Nor is Dempsey the only U-Michigan graduate among the handful of flight directors working on the commercial spacecraft. Dempsey will be joined in Mission Control by fellow alumnus Edward Van Cise (U-M 2000) and two other colleagues. All four will work in shifts to guide the inaugural commercial spacecraft to the ISS. 

If all goes well, NASA plans to start letting tourists travel to the ISS as soon as 2020 — provided they can cover the cost for the $35,000 entry ticket, and whatever the price to get there ends up costing. The agency plans to make one of the spacecraft’s five seats available for commercial customers, and to fly the spacecrafts as often as six times a year. 

Dempsey explains that partnering with commercial companies helps to both spur innovations and lower costs, an important cash infusion as NASA’s budget has dwindled. Eventually NASA plans to open the ISS itself up to commercial business and to build a small station around the moon, called Gateway. And President Trump has expressed interest in sending astronauts back to the moon. “If we’re going to return to the moon and Mars,” Dempsey says, “we need these partnerships.” 

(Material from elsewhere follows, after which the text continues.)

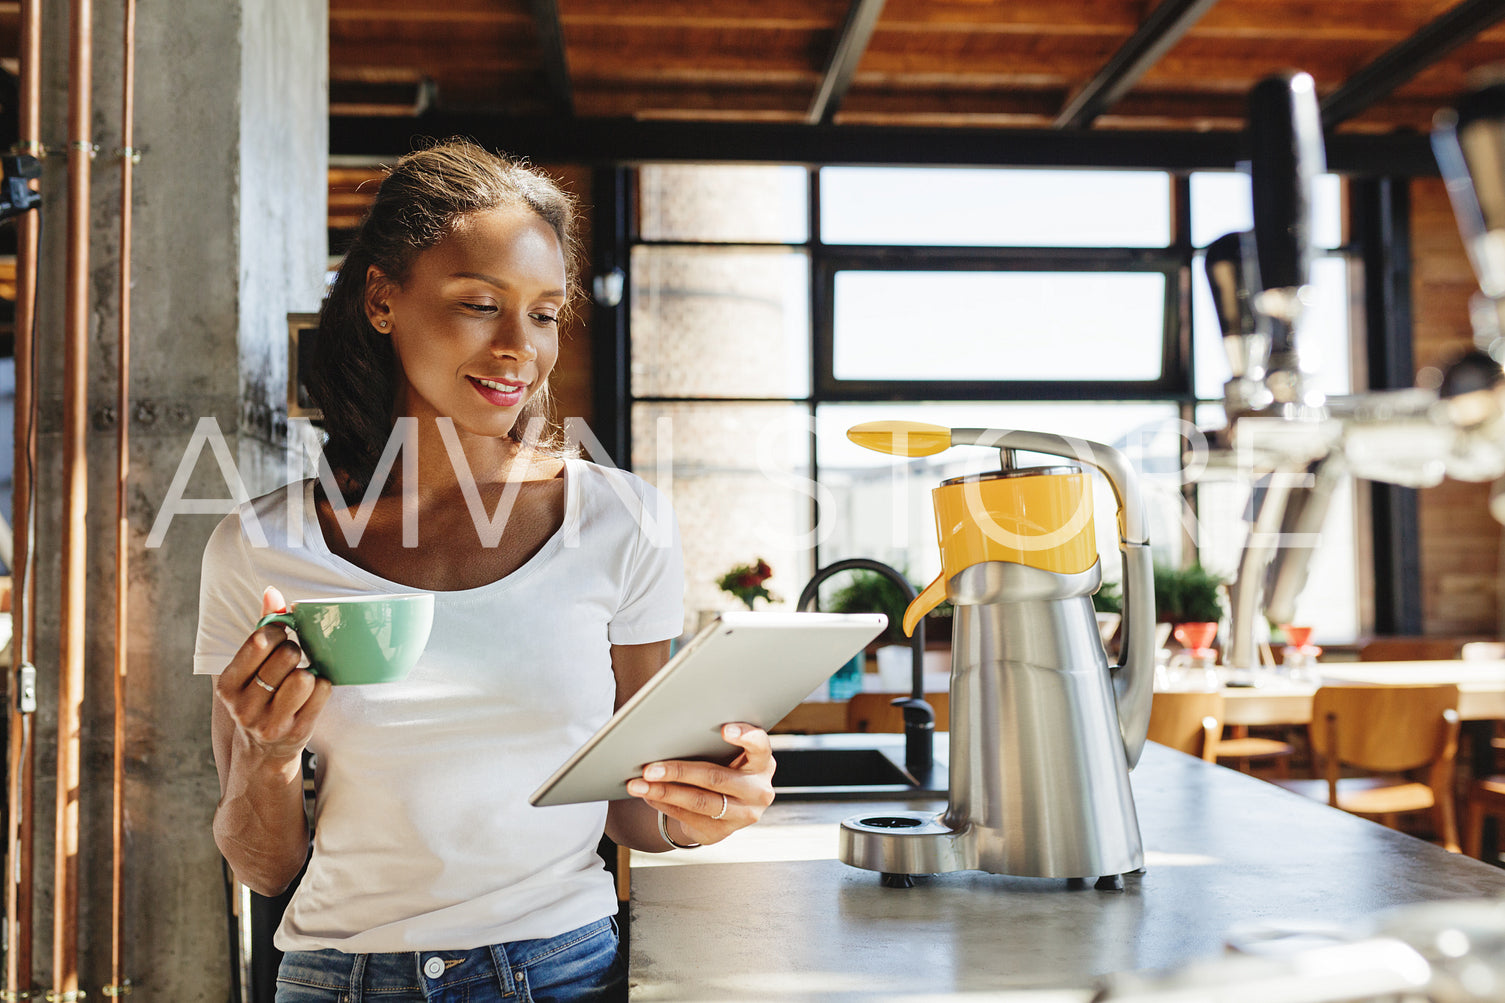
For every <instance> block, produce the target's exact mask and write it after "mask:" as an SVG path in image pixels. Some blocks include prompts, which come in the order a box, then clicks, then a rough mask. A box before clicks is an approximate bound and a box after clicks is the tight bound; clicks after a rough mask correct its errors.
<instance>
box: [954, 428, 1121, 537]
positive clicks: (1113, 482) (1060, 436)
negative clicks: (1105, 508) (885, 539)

But while spaceflight may be changing, the grit it takes to get one of these missions off the ground hasn’t. “Every day, we’re facing a new challenge,” Dempsey says. That’s why he now tells aspiring astronauts they can always pick up new skills — ”but we’re not looking for the best engineer in the world. We’re looking for a passionate person that is willing to solve problems and figure things out.”